Appendix: How the DAG Is Enforced

The batch optimizer does not use an explicit graph data structure. Instead, the DAG is enforced by SQL execution order: the assembled script is a linear sequence of SQL statements where each phase only references tables created in earlier phases. There are no back-edges (later phases never write to tables read by earlier phases) and no cross-cohort dependencies (no cohort’s Phase 2 block reads from another cohort’s Phase 2 output).
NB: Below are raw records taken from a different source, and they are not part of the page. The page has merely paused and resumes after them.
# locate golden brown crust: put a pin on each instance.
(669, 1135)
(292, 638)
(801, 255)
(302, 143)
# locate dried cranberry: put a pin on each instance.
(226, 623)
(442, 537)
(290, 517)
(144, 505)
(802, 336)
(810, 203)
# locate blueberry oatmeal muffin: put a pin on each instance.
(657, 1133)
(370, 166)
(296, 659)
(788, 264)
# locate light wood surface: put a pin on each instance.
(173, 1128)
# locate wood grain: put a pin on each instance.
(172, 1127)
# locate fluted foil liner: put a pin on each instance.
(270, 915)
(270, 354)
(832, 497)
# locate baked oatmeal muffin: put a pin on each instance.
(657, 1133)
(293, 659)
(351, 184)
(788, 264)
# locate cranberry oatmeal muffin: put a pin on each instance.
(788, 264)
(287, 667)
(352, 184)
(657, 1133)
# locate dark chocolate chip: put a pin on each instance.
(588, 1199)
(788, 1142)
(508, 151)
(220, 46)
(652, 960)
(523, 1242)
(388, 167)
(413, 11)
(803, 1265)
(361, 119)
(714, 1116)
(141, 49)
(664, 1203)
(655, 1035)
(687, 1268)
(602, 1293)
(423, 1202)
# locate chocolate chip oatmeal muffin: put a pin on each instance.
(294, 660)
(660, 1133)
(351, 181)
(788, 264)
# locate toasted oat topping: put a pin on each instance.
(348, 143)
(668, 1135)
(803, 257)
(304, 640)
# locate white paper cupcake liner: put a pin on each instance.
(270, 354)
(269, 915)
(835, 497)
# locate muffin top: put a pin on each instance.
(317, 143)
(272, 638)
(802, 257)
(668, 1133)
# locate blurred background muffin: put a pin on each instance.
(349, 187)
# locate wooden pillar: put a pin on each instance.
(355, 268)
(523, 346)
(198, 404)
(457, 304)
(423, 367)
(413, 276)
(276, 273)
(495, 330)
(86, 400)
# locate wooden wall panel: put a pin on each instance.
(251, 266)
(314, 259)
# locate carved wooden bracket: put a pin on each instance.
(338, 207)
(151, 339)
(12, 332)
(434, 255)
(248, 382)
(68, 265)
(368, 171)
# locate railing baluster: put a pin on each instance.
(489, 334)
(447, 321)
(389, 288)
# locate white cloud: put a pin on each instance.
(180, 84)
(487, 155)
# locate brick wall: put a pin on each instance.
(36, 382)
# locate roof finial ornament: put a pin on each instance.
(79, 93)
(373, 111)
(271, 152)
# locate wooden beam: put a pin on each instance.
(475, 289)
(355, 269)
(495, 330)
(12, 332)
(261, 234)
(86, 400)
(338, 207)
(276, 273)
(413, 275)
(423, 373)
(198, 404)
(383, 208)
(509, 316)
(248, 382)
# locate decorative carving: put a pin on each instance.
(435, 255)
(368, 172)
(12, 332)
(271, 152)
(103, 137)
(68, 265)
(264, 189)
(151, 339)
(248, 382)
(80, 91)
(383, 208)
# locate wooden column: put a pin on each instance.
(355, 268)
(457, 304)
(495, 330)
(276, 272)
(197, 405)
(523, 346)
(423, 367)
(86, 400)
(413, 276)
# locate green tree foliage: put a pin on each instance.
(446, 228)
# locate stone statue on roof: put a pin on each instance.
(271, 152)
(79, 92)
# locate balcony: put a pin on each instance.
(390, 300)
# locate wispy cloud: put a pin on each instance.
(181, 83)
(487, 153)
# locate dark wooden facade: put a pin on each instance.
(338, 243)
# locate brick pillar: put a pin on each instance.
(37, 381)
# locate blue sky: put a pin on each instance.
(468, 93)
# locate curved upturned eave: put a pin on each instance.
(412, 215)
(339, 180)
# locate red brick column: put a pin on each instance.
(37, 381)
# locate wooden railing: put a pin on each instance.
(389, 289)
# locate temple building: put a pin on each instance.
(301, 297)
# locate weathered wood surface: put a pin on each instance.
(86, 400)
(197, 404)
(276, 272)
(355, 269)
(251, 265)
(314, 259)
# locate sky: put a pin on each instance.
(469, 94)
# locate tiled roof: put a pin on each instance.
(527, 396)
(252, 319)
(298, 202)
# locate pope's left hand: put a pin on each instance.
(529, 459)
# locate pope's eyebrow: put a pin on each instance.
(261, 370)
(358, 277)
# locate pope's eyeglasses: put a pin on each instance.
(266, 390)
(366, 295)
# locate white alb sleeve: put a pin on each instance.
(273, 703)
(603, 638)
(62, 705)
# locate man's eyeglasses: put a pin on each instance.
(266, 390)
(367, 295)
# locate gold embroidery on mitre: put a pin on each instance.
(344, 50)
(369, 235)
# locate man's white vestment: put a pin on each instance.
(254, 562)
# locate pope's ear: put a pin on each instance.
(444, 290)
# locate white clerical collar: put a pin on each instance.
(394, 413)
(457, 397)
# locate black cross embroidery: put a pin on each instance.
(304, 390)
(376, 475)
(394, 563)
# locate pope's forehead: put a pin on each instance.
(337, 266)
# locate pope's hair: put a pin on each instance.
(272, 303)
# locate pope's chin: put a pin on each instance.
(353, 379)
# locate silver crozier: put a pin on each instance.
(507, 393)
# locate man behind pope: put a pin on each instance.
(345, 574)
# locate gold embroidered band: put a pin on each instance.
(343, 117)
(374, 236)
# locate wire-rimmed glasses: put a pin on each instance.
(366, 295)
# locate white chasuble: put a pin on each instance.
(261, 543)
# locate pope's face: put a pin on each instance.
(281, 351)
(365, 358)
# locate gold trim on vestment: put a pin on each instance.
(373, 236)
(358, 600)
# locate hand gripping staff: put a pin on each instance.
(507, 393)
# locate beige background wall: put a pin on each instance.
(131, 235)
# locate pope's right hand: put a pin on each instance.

This linear ordering is a valid topological sort of the implicit DAG:

#CODESETS_GLOBAL
    |
    v
#ALL_CONCEPTS
    |
    +----> ##DRUG_EXPOSURE_FILTERED
    +----> ##CONDITION_OCCURRENCE_FILTERED
    +----> ##PROCEDURE_OCCURRENCE_FILTERED
    +----> ... (other domains)
    +----> ##ATLAS_OBSERVATION_PERIOD
           |
           v
    #QUALIFIED_EVENTS_ALL  (Phase 1: per-cohort inserts, shared table)
           |
           v
    Per-cohort Phase 2 blocks  (independent of each other)
           |
           v
    Staging tables (#COHORT_STAGE, ...)
           |
           v
    Finalize (results tables)

Because Phase 2 blocks are independent, they could in principle be parallelized. The current implementation executes them sequentially within a single SQL batch, but the DAG structure means no ordering constraint exists between different cohorts’ Phase 2 blocks.